Forum OpenACS Q&A: AOLserver/openACS and other scripting languages (besides Tcl)

I am wondering, can you use other scripting languages with AOLserver/openACS? I realize that only Tcl will be compatible with the awesome templating system openACS has, but I'm wondering, if in the future, I need to hire people to work with me, it won't be very likely to find people who know Tcl... So, basically, the question is, is AOLserver compatible with PHP, Perl, Javascript, etc...
The language you choose is a little importance. Tcl itself is very small.

http://tcl.tk/man/tcl8.4/TclCmd/contents.htm

Tcl has around 88 commands.

The OpenACS core has 2187 procs.

All OpenACS packages have 7553 procs.

So you can see that learning Tcl is a 1 day project, while learning OpenACS taks a lot more. The APIs of the libraries you use are what you need to learn.

Yes you can use other programming languages with AOLserver besides Tcl and C. However, no one much bothers. AOLserver's integration with Tcl is excellent, so that's basically what everyone serious uses for development. There are people running out-of-the-box PHP apps with AOLserver, and probably others doing the same with Java, but that's a different sort of thing.

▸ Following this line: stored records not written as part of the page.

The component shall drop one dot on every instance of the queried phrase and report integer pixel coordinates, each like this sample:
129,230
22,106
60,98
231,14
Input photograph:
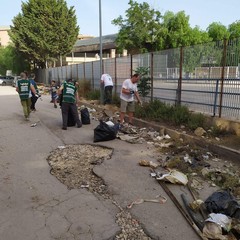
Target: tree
11,59
217,31
45,30
141,31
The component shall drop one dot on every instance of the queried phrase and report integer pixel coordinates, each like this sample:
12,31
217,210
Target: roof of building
92,44
92,41
4,28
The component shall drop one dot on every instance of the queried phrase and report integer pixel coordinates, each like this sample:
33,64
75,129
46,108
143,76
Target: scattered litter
174,176
61,147
214,225
160,200
147,163
110,123
187,159
195,205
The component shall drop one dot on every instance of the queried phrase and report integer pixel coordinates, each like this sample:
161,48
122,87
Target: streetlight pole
100,43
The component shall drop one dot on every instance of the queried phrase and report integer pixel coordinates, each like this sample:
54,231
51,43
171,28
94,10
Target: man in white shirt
128,92
107,82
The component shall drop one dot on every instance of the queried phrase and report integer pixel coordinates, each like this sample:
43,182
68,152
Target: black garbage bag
85,116
71,122
223,202
104,132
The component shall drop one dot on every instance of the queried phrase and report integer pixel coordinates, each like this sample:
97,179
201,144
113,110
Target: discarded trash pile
217,217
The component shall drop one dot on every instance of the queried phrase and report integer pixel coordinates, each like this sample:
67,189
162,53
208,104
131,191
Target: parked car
6,80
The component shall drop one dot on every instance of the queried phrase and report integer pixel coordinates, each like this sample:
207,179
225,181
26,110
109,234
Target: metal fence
205,78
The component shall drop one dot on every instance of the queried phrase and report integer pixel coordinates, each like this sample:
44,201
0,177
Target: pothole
73,166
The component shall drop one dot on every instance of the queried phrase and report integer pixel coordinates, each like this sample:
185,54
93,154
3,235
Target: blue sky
201,13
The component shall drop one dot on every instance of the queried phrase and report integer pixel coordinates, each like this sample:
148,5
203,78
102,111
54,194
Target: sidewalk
35,205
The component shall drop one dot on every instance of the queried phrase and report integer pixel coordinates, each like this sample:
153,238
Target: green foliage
144,85
217,31
11,59
45,30
141,31
196,120
179,115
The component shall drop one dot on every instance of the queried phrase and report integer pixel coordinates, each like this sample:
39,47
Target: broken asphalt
34,205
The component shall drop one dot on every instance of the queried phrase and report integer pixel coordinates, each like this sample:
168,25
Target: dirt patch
73,166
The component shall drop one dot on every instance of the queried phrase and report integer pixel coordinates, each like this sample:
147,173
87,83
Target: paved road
34,205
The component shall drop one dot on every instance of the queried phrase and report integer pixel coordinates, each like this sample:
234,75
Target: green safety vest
23,88
69,91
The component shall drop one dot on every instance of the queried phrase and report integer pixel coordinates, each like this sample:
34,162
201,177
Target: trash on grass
214,225
147,163
174,176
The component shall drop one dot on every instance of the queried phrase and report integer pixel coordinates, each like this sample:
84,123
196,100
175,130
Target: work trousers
26,107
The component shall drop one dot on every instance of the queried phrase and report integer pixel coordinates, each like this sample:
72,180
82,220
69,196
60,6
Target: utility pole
100,42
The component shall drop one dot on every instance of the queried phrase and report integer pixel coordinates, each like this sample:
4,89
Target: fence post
131,66
179,89
101,85
93,86
115,70
222,75
151,77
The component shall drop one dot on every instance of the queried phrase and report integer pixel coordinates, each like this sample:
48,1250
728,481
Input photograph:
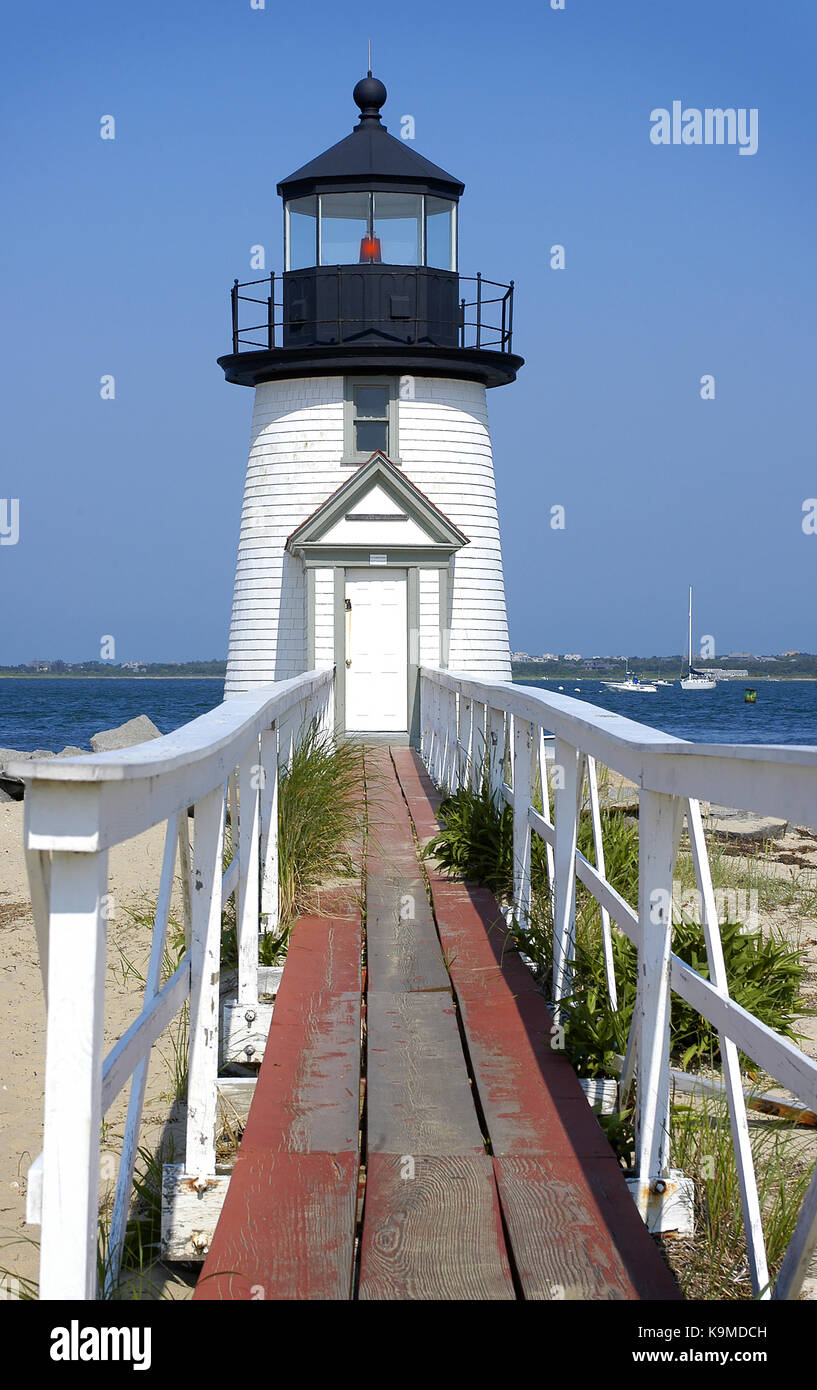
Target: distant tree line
110,670
795,666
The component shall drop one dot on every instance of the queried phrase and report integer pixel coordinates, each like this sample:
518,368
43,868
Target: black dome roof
370,159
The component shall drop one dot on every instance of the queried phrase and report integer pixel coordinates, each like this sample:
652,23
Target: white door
377,638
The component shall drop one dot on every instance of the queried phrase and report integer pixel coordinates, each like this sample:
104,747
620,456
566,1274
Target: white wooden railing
75,811
470,726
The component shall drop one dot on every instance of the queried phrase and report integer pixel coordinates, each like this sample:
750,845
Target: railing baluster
478,754
659,823
464,741
496,755
545,787
599,848
731,1061
270,829
139,1080
521,840
204,976
567,788
248,894
74,1057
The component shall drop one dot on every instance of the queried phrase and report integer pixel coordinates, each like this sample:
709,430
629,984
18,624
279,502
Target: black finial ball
370,95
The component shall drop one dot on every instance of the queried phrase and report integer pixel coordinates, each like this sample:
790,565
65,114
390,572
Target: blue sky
681,262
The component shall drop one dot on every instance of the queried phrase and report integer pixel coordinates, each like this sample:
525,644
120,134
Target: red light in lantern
370,249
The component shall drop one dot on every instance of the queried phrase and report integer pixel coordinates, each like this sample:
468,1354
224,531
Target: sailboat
631,684
695,680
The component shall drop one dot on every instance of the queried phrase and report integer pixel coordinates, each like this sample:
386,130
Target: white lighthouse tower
370,534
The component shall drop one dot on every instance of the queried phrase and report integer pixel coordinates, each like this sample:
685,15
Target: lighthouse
370,533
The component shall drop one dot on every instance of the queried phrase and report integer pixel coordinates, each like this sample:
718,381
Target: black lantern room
370,271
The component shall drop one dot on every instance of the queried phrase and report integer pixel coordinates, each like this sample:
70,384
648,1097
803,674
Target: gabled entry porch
378,562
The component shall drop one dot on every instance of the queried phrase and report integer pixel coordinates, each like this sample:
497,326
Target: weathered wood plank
418,1091
403,950
560,1230
573,1226
289,1233
432,1230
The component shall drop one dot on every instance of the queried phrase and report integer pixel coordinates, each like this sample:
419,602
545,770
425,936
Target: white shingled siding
295,464
445,449
324,617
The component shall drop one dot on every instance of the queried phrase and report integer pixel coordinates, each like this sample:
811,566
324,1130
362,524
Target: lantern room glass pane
343,227
398,224
302,232
441,248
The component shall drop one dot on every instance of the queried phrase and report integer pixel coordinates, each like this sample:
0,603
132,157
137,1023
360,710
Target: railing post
74,1057
521,841
250,776
659,824
204,976
270,829
567,788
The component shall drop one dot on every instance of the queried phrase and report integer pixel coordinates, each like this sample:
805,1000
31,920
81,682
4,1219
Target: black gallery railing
484,321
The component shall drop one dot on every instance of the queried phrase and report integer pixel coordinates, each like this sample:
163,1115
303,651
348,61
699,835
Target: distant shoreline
741,680
97,676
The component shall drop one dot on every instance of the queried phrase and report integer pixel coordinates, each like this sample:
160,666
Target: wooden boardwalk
413,1132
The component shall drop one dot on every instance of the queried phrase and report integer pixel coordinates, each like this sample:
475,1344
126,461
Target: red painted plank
289,1230
550,1151
570,1239
288,1221
432,1230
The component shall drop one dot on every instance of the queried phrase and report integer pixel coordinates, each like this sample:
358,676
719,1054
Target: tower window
370,419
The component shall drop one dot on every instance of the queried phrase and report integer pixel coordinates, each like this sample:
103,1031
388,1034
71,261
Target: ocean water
785,710
50,713
42,712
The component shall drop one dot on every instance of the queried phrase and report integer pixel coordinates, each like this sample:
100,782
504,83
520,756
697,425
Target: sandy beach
134,881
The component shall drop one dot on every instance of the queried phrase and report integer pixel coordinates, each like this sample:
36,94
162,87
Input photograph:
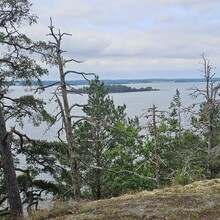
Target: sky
128,39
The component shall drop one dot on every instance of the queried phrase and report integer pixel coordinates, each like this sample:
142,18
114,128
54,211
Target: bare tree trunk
9,171
156,148
69,133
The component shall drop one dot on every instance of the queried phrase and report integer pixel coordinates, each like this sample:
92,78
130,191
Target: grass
199,200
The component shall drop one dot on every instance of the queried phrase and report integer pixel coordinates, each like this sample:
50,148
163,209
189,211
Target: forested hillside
101,153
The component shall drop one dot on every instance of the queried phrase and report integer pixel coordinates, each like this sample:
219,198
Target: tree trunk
9,171
156,148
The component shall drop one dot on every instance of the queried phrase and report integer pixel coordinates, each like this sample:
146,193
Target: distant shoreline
123,81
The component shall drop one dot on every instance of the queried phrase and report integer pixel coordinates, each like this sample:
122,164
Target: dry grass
199,200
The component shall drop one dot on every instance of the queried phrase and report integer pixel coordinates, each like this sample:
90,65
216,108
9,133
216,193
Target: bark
9,171
69,130
156,148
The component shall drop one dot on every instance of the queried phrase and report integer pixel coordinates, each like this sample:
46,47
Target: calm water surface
136,103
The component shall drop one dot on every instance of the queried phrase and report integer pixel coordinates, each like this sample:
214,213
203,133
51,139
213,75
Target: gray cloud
139,38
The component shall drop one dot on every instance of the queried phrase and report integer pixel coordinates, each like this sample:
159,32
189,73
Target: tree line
102,153
115,89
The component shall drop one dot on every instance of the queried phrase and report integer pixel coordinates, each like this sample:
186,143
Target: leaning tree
16,63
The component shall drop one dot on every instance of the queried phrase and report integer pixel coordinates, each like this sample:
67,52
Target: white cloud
135,36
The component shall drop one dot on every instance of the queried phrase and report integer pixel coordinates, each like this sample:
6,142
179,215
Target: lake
136,103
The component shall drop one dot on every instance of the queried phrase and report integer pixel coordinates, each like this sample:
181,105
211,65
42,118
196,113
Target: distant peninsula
116,89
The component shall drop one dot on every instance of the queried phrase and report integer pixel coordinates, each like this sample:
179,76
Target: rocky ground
199,200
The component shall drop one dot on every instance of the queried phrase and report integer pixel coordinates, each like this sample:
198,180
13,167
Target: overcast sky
125,39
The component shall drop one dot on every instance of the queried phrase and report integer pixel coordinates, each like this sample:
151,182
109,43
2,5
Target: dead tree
209,109
157,160
56,58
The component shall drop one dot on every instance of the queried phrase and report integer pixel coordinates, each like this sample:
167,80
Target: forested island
115,89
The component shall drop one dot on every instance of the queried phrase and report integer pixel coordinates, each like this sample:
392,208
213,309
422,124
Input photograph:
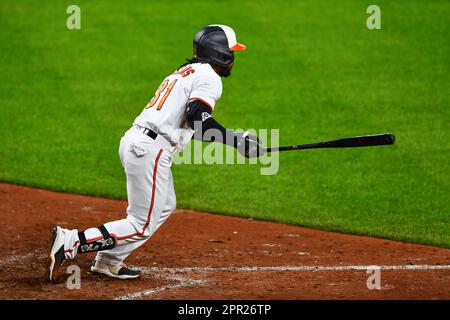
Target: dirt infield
205,256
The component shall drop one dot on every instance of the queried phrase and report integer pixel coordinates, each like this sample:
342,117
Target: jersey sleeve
207,89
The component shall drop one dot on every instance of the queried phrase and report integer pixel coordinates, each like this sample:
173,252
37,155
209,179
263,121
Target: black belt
152,134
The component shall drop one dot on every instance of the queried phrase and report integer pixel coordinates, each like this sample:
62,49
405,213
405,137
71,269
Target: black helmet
216,44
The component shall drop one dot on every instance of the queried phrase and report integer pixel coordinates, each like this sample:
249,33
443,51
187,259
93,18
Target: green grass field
312,70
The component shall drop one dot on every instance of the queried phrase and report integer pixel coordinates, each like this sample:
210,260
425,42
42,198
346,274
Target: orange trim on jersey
238,47
151,202
195,98
166,94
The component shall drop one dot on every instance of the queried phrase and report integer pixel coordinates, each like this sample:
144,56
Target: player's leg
147,168
118,254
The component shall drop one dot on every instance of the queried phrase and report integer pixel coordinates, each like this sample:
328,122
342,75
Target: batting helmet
216,44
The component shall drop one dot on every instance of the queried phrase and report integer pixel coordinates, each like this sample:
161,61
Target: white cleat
57,256
119,271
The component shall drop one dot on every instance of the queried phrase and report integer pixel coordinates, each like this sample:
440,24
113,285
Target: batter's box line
184,282
293,268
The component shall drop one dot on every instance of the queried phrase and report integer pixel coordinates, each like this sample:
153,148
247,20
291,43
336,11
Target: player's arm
206,128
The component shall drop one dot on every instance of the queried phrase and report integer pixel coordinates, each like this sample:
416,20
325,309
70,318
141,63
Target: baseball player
180,110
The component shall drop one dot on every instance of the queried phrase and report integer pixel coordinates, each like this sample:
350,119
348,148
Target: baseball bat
353,142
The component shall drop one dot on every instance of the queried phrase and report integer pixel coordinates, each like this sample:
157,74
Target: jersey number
165,85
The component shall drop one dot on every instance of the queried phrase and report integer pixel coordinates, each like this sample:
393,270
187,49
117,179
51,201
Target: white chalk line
295,268
184,282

Whether the programmers you hire already know Tcl or not is close to the last thing you should be worrying about. Any good programmer can and will reach basic proficiency with Tcl in a few days, and true expertise in a few weeks (or perhaps months). This is not hypothetical, I've seen that myself first hand.

Actually, I've also seen people I wouldn't be willing to hire as programmers, because they weren't really good enough, also learn enough Tcl to do basic OpenACS work within days. Tcl simply isn't that hard.

And Dave is exactly right that when it comes to learning OpenACS, Tcl is the quick and easy part.

when you get developers to work on a Web Development Framework (specially with so many abstractions and concepts around like in OpenACS), the scripting language is not the first issue, is more important to get to know other stuff, like the basic API, basic object / instances concepts, the user & permission system, etc, etc.

Many developers are just lazy to learn new stuff besides of the scripting language they already know, that'll be very first trouble you'll get.